Your personal development plan (PDP)
The GMC doesn't specify what to include in your personal development plan (PDP) each year, the number of PDP goals you should include or if those goals are clinical or non-clinical. Instead, they ask that you make progress with your plan each year or explain why that has not been possible.
Work with your appraiser to make sure your PDP meets your needs in the context within which you work. Remember, this is your plan, for your own personal development. When setting them, try to make sure they are SMART or SMARTER. Again, your appraiser can help you with this. It can also help to work out how you can demonstrate that a change you planned as one of your PDP goals has made a difference by considering what the impact on patients will be. Also consider balancing them across the five-year revalidation cycle and across your whole scope of practice.

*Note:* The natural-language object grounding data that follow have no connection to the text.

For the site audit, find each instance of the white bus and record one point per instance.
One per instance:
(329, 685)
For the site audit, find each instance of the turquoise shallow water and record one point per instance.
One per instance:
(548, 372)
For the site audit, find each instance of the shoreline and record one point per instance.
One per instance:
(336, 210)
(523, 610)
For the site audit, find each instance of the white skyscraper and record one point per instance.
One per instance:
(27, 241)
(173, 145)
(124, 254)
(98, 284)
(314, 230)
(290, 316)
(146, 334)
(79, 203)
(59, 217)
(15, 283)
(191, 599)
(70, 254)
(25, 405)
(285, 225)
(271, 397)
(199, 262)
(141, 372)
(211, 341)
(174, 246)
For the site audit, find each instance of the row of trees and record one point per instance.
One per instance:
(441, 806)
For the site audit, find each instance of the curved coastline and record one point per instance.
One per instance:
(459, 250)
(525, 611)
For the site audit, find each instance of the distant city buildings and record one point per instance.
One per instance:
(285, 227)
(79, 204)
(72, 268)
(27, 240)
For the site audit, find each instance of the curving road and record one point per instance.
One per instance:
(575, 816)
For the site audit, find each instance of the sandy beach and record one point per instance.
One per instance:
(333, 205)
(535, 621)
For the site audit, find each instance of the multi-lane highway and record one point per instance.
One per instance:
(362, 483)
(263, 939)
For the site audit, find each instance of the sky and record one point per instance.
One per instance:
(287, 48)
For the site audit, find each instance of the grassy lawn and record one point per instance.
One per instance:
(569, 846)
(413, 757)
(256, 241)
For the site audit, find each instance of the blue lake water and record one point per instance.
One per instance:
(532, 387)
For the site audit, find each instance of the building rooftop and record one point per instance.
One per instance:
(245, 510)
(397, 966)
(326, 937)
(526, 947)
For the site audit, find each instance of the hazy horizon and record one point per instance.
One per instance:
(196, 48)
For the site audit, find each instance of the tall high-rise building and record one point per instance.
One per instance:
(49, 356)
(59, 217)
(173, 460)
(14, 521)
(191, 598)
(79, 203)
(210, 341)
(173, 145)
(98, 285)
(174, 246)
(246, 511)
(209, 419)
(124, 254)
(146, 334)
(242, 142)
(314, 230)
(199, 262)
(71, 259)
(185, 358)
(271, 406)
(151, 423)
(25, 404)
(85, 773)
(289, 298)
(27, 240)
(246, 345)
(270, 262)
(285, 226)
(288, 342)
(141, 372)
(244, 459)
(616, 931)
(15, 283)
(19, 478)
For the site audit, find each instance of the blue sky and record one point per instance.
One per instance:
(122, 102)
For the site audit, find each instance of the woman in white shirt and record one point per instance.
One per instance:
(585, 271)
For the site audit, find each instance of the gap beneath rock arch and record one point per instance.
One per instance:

Goals around being a good role model for patients and maintaining your personal health and wellbeing in a period of great pressures on the healthcare system are entirely appropriate. It is important to use the PDP to capture those high importance goals that are essential for the coming year if there is something that you need to achieve.
Some doctors like to record lots of PDP items; it is your PDP. Most doctors find three or four PDP items are sufficient to capture their top priority goals. You could have one very big objective that you have broken down into separate interim or smaller goals.
If it is your first appraisal post-CCT your appraiser can expect you to provide them with your post-CCT personal development plan, discussed with your Trainer at your final educational supervisor's review. This enables them to confirm the statement "A review that demonstrates appropriate progress against the previous personal development plan has taken place." The appraiser may need to justify to your RO disagreeing any such statement if you are unable to provide your post-CCT PDP. This is unlikely to cause a problem for a future revalidation recommendation.